30 ml (2 tbsp) all-purpose flour
2 ml (1/2 tsp) each salt and pepper
1 kg (2 lb) stewing beef, cut in 2.5 cm (1-inch) cubes
30 ml (2 tbsp) vegetable oil (approx)
2 onions, sliced lengthwise into eighths
2 cloves garlic, minced
175 ml (3/4 cup) red wine
250 ml (1 cup) bottled chili sauce
1 can (796 ml/28 oz) diced tomatoes
50 ml (1/4 cup) paprika
In a slow cooker, combine flour, salt and pepper. Add beef and toss to coat. In a large skillet, heat 15 ml (1 tbsp) of the oil over medium-high heat; brown seasoned meat in 4 batches, adding more oil as necessary. Return meat to slow cooker.

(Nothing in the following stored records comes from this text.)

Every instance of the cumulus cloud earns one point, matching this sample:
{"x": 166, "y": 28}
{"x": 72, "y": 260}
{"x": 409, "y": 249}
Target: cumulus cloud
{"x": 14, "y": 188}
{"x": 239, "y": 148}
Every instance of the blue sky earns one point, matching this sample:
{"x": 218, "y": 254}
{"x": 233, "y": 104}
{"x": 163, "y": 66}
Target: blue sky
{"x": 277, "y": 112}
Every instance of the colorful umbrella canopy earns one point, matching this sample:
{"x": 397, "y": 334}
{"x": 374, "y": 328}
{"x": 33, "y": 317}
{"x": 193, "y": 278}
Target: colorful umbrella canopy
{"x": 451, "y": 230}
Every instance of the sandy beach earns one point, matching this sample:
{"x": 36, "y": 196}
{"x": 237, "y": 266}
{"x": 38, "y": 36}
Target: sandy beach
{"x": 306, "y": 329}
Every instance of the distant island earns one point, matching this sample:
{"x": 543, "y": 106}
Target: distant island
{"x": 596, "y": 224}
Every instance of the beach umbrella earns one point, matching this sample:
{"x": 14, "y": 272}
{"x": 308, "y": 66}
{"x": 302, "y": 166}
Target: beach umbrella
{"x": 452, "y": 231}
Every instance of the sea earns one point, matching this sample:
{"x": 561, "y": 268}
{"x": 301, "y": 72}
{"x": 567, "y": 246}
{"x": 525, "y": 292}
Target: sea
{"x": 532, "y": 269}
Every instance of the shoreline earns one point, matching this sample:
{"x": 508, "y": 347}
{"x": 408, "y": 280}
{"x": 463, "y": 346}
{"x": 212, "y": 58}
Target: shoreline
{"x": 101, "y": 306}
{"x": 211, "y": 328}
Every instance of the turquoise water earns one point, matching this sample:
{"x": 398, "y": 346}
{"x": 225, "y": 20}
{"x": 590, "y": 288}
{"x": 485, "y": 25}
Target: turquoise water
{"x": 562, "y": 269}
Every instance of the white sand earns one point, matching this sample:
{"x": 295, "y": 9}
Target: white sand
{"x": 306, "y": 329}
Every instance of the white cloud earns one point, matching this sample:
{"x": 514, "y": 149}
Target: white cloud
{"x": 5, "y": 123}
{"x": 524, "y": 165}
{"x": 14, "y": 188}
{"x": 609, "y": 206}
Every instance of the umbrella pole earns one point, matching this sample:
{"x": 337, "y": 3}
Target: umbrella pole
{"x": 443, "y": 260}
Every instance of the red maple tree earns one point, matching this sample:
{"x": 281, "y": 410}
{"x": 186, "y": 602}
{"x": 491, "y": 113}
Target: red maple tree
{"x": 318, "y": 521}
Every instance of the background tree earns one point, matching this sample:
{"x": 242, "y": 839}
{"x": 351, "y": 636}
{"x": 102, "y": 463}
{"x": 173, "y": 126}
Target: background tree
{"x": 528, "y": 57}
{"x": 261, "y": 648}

Add remaining oil to skillet; cook onions and garlic for 1 minute. Add wine and bring to a boil, scraping up brown bits from bottom of pan. Pour over beef, stir in chili sauce, tomatoes and paprika.
Cover and cook on low for 8 to 10 hours or on high for 4 to 6 hours until meat is tender.
Makes 10 servings.
Small-Batch Goulash: Prepare recipe as above, substituting 1 can (540 ml/19 oz) seasoned tomatoes for the plain tomatoes and reducing all ingredients by half. Cook on low for 5 to 6 hours or on high for 2 to 3 hours. Makes 4 servings.
Nutritional information per serving: 304 calories, 25 g protein, 16 g fat, 17 g carbohydrates.
Tip: No slow cooker? Use a Dutch oven to brown meat and then cover and simmer in a 160 C (325 F) oven for about 2 hours.